2 Computer tools
2.1 Goals
In this lesson I will explain what computer tools we will use in the course, how they were selected, and why they are useful.
2.2 Introduction
We will use R and Rstudio in this course. R widely used to analyze data and comes with many add-on packages for statistical analysis, data visualization, and specialized tools for many disciplines and applications. We will just scratch the surface of what R can do, but by the end of the course you should feel comfortable learning to use R for data visualization and you will have the skills to learn how to use R for many other tasks. Rstudio is a graphical user interface for R with many convenient features including tools to support report writing, getting help, and project management. For data visualization we will use ggplot2, for data analysis we will use the tidyverse style of programming, for report writing we will use R markdown, and for project management we will use R projects and git version control. All of these computer terms will mean much more to you later on in the course!
2.3 R
R is open-source software developed by a core team of programmers, which is made available for free to all users along with the full ‘source code’ for the software so that any one can find out exactly how any part of the software works. R was first developed in the mid-1990s and is now a quite mature language, although development continues. For example a brand new notation for function composition was introduced in 2021. R was developed after a couple decades of experience with its predecessor S and a commercial product known as S+.
R has many strengths that account for its popularity and longevity. It is a very flexible and expressive language, which allows for many styles of programming and the use of both powerful tools to perform sophisticated analyses easily and also the flexibility to develop your own computational tools from basic computations. There is a huge, global community of users who continually develop new tools for R and make them available and easy to install on your computer. This means that anyone can develop a new data analysis method and readily distribute it on a widely-used platform to anyone comparatively easily. This is tremendously powerful! A third key ingredient is a very helpful community of users who develop tutorials and books to help newcomers to R learn to use it. Our course will use three such books, which can be purchased, but are also available for free on the internet.

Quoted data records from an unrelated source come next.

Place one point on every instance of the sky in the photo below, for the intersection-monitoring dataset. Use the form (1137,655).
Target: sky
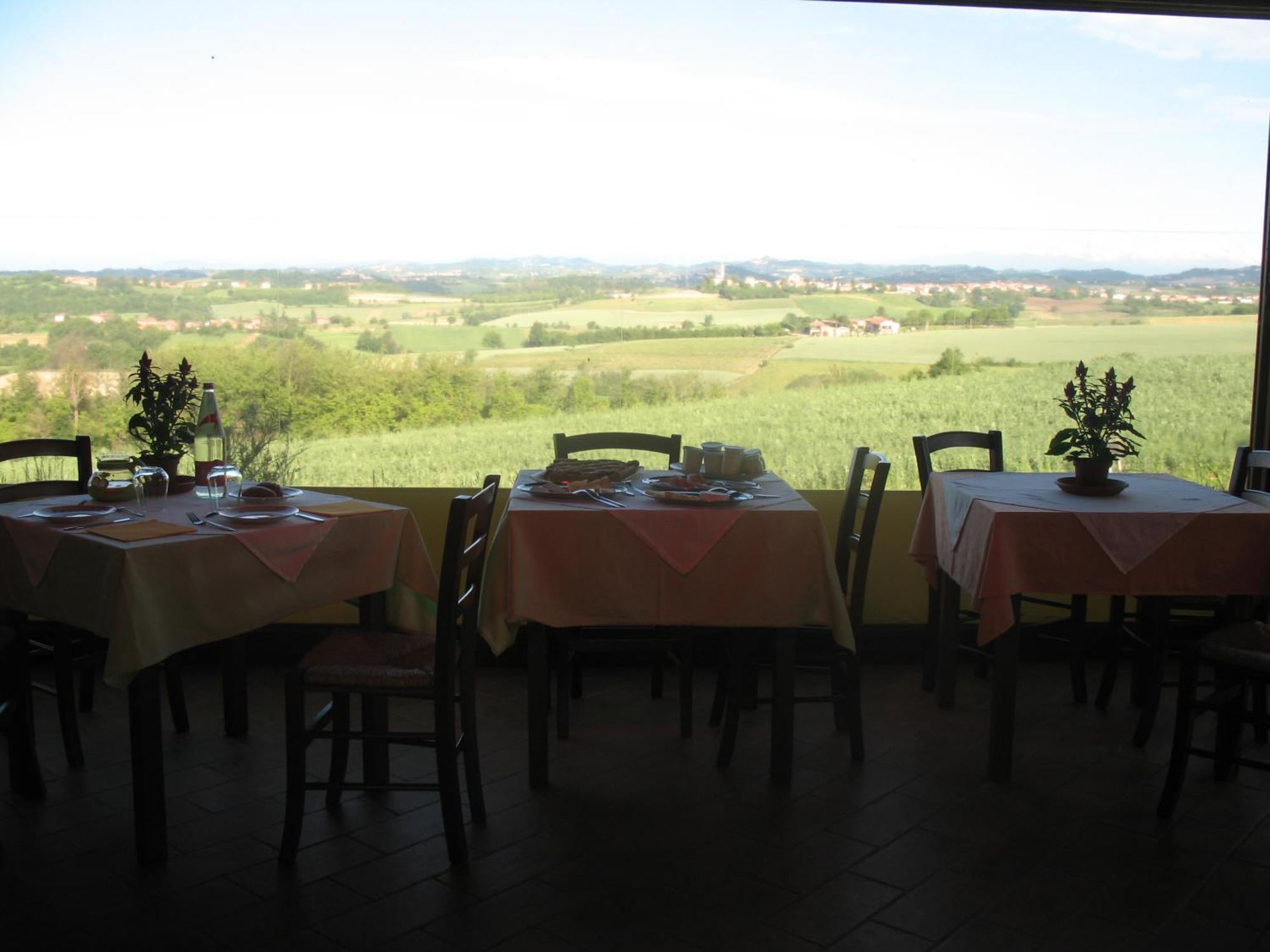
(308,134)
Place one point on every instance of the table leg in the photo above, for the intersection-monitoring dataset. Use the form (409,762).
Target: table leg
(373,612)
(783,705)
(1154,619)
(539,678)
(25,774)
(1005,684)
(149,805)
(951,607)
(234,686)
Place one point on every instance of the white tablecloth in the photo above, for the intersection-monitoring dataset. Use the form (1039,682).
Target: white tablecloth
(157,597)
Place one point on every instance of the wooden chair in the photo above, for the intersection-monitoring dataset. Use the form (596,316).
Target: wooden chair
(1240,657)
(382,664)
(641,442)
(1187,621)
(570,644)
(72,649)
(858,526)
(1074,625)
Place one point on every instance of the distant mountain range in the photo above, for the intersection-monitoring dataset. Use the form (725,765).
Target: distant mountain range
(769,268)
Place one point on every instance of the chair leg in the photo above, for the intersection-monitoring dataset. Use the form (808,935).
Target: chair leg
(1116,648)
(1184,727)
(855,718)
(1156,612)
(930,638)
(448,779)
(64,680)
(686,687)
(1260,729)
(176,694)
(341,722)
(88,684)
(295,809)
(839,690)
(1078,648)
(472,750)
(1230,723)
(25,774)
(740,657)
(721,699)
(567,664)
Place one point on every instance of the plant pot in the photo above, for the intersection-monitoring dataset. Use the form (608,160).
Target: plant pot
(168,464)
(1092,473)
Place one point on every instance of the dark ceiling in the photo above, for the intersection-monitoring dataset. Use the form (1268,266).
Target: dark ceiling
(1248,10)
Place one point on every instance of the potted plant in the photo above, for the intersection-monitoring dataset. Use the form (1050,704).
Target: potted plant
(164,425)
(1104,430)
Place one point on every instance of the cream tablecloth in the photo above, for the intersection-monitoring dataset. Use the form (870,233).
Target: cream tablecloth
(766,563)
(157,597)
(1001,534)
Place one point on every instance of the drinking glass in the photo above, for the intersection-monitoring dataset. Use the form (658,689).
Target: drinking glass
(224,487)
(152,484)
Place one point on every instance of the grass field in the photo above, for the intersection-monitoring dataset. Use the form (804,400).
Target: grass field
(615,318)
(806,436)
(1036,345)
(735,356)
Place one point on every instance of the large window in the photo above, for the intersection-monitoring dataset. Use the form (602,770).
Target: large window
(411,242)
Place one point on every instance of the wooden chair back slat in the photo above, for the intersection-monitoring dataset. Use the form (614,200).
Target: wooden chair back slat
(457,611)
(81,449)
(854,549)
(567,446)
(1248,464)
(925,447)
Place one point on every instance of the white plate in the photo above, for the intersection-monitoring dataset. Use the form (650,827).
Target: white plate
(258,512)
(553,491)
(288,493)
(74,513)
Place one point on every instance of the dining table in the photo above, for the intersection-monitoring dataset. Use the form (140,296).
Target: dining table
(744,565)
(153,585)
(998,535)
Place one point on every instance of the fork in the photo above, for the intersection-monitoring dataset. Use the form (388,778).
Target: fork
(594,494)
(197,521)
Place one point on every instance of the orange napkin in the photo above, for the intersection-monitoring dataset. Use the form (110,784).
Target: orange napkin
(139,531)
(347,507)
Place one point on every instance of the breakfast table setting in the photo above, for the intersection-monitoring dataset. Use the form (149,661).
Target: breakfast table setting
(158,576)
(660,549)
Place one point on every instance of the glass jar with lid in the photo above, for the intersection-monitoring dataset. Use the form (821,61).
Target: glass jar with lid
(115,479)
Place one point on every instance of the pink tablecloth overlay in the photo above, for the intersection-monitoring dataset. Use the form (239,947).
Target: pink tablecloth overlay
(1136,544)
(765,563)
(156,597)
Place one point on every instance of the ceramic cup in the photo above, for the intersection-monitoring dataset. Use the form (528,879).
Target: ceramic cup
(693,459)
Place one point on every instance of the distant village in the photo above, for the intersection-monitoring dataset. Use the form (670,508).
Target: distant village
(793,281)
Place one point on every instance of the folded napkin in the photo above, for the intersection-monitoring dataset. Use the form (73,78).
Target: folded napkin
(140,531)
(346,507)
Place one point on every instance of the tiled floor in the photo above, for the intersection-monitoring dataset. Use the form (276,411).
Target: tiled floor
(641,843)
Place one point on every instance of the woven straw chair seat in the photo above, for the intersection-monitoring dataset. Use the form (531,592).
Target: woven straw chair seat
(1245,645)
(371,659)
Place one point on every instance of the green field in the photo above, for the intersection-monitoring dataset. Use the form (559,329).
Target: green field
(735,356)
(1034,345)
(807,436)
(617,318)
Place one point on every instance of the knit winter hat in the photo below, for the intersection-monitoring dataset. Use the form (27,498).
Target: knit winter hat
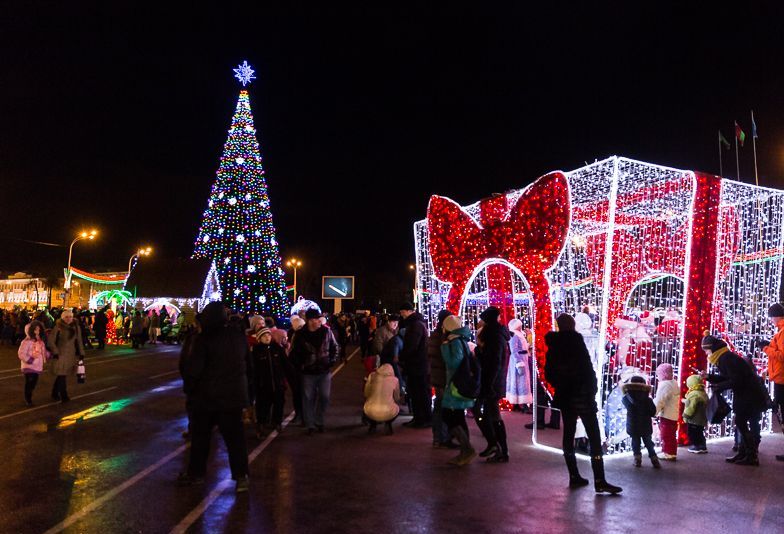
(565,322)
(490,315)
(664,371)
(443,314)
(712,343)
(312,313)
(452,323)
(693,381)
(777,310)
(297,322)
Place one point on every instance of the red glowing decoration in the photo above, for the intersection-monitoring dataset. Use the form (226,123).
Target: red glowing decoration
(528,235)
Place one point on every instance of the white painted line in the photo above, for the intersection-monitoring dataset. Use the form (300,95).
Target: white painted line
(88,363)
(56,403)
(164,374)
(197,512)
(100,501)
(224,484)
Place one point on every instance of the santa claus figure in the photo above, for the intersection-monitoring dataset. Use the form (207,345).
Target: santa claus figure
(634,343)
(670,325)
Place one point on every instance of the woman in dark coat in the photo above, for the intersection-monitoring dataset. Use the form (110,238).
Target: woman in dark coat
(269,380)
(570,372)
(748,399)
(65,344)
(493,355)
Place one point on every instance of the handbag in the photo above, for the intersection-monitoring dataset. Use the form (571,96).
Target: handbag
(718,409)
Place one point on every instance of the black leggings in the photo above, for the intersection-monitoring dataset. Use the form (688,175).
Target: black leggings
(591,428)
(31,379)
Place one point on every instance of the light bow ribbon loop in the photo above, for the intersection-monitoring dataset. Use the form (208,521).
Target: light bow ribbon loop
(530,236)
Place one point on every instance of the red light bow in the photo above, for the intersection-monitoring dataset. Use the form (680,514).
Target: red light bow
(529,235)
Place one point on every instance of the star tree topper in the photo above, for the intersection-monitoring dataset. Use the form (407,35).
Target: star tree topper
(244,73)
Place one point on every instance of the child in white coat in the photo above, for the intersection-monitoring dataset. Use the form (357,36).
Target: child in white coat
(667,403)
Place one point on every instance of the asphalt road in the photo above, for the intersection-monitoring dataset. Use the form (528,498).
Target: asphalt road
(107,461)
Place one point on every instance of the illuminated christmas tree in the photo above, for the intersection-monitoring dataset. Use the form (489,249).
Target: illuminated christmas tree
(237,232)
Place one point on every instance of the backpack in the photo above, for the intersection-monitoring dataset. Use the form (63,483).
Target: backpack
(467,380)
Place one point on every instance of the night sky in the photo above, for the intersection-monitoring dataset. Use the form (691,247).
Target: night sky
(115,117)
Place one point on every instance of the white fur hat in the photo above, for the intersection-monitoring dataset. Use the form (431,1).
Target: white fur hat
(297,322)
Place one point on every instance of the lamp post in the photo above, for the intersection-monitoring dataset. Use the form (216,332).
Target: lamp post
(141,252)
(412,267)
(67,285)
(294,262)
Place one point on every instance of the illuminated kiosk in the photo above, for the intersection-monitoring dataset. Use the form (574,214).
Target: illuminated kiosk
(174,283)
(658,254)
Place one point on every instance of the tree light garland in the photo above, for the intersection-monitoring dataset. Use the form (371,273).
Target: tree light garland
(657,254)
(237,231)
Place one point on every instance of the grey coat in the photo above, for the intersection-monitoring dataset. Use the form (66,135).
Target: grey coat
(65,344)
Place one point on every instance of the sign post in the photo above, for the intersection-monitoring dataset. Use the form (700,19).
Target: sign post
(337,288)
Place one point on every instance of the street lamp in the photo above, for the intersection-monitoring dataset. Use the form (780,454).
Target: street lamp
(294,262)
(67,285)
(141,252)
(412,267)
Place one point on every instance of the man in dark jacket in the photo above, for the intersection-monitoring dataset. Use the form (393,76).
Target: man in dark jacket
(213,368)
(415,366)
(314,351)
(570,372)
(438,380)
(748,399)
(493,354)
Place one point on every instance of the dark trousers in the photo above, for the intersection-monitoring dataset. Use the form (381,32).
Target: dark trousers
(454,419)
(418,388)
(440,431)
(294,380)
(541,406)
(636,448)
(696,436)
(748,427)
(267,399)
(591,425)
(229,424)
(60,388)
(31,379)
(778,399)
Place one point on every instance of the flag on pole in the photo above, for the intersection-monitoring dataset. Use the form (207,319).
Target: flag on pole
(723,141)
(739,134)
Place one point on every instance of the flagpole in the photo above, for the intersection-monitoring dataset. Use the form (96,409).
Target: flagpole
(754,144)
(737,160)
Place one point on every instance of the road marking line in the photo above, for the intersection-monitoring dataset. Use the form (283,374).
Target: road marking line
(97,503)
(55,403)
(197,512)
(162,374)
(89,363)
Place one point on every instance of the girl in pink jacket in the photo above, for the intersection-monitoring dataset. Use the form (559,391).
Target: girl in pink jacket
(33,354)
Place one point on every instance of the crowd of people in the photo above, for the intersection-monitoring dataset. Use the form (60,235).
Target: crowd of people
(58,338)
(236,370)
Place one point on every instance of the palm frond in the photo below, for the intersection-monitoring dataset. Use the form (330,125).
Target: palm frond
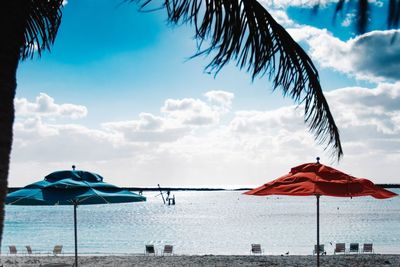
(44,18)
(244,32)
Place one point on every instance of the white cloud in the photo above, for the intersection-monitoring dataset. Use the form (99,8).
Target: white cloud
(371,56)
(190,112)
(44,105)
(348,20)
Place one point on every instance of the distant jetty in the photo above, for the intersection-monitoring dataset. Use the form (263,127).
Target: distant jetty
(143,189)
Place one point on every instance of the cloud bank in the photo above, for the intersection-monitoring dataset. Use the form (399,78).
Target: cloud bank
(205,142)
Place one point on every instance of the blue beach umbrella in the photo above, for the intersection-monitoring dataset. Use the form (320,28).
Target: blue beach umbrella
(71,188)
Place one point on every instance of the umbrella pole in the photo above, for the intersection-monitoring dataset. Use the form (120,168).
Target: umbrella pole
(76,235)
(318,251)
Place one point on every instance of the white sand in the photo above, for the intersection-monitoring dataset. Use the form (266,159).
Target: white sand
(207,260)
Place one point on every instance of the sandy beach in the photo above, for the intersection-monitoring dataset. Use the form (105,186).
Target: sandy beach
(375,260)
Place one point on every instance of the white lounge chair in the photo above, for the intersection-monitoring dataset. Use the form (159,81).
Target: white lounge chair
(321,249)
(340,248)
(256,249)
(13,250)
(168,249)
(57,250)
(354,248)
(149,249)
(367,248)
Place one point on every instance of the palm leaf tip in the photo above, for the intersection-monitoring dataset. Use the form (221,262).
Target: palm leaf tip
(43,21)
(244,32)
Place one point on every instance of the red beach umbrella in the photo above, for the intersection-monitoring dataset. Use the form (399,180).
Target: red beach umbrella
(315,179)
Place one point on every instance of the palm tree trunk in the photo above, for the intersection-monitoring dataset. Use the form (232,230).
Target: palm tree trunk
(12,25)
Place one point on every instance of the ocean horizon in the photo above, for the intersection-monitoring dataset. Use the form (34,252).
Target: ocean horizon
(208,222)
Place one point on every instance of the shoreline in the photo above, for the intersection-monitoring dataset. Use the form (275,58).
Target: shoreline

On the other hand, R is a challenging tool to learn. To accomplish any task you must type instructions into the computer. This can be daunting as you must first learn what instructions are available, what they do, and how to use them. If you have had experience with programming before (for example using Python or JavaScript) you will know that there are many ways to go wrong and the computer’s output is not always easy to understand, especially when things go wrong! Nevertheless, the R style of computing with data, once you have been initiated, allows for endless possibilities in terms of data analysis.
Our approach in this course will be to demonstrate a few sample calculations and computing tasks in each lesson and encourage you to become proficient in these tasks through repetition and minor modifications. Over time, you will come to understand both how to use the tools to analyze and visualize data and how to interact with R to accomplish new tasks.
2.4 Rstudio
Rstudio is a graphical interface (or integrated development environment) to the R software. It provides an editor for documents, a convenient way to see plots, get help, explore data objects created with R, and manage report writing and sets of files used collectively as part of projects. As with R, you will find that Rstudio has many features that will take you a while to discover. In this course we will focus on a few features and leave you to find others on your own.
2.5 Grammar of graphics (ggplot2)
Since this is a course in data visualization, creating plots from data is a core skill. To get a computer to make a graph, you need to bring data together with instructions for producing the graph. Traditional ways to make graphs have been idiosyncratic, with each kind of graph having its own specialized instructions, even for features common to many plots such as the use of size adjustments, symbols, or colors to represent numerical or categorical scales. The ggplot style arose out of a recognition that having a language (or ‘grammar’) to describe graphical displays of data was superior to other styles of graphics creation. (The gg in ggplot is an abbreviation for the grammar of graphics.) A common language is used to connect variables in your dataset to aesthetic features in your plot, such as position along an axis, symbol size, shape, or colour. This association is separate from selecting how the data are to be represented (e.g., as points, a line, a histogram). Another key element is how ranges of values are associated to sizes, shapes, and colours; these are called scales and they too have their own functions, which work regardless of the type of plot being made. Finally, annotations such as axis labels, and formatting of other elements (e.g., fonts, sizes, positions of non-data elements) may be adjusted to customize a plot. Essentially ggplot provides a tool for making graphs which is modular, and thus allows you to quickly and efficiently learn to make new kinds of plots and modify them. The proof that this works is that since ggplot2 was first developed, many users of the software have contributed their own styles of plotting which can be incorporated into the design of the original software. All this makes plotting data sound complicated, but in fact making a simple plot with few customizations is actually very easy once you understand the idea behind the grammar of graphics and practice with some data.
2.6 tidyverse
The starting point for each visualization we will produce and each analysis we will do is data. The developers of the tidyverse set of tools in R noticed that we all do many of the same kinds of operations to our data such as transformations with functions, summaries, and filtering. The approach also makes a few style suggestions about how to organize your data and how to analyze data, providing both great flexibility and making your code easier for others to understand. There is nothing that can be done in the tidyverse style that I couldn’t figure out how to do before these tools were developed, but the R code I write now is much easier for me and others to read. The problem solving process I use is much more streamlined than it used to be since I tend to use the same kinds of solutions for each new dataset I examine.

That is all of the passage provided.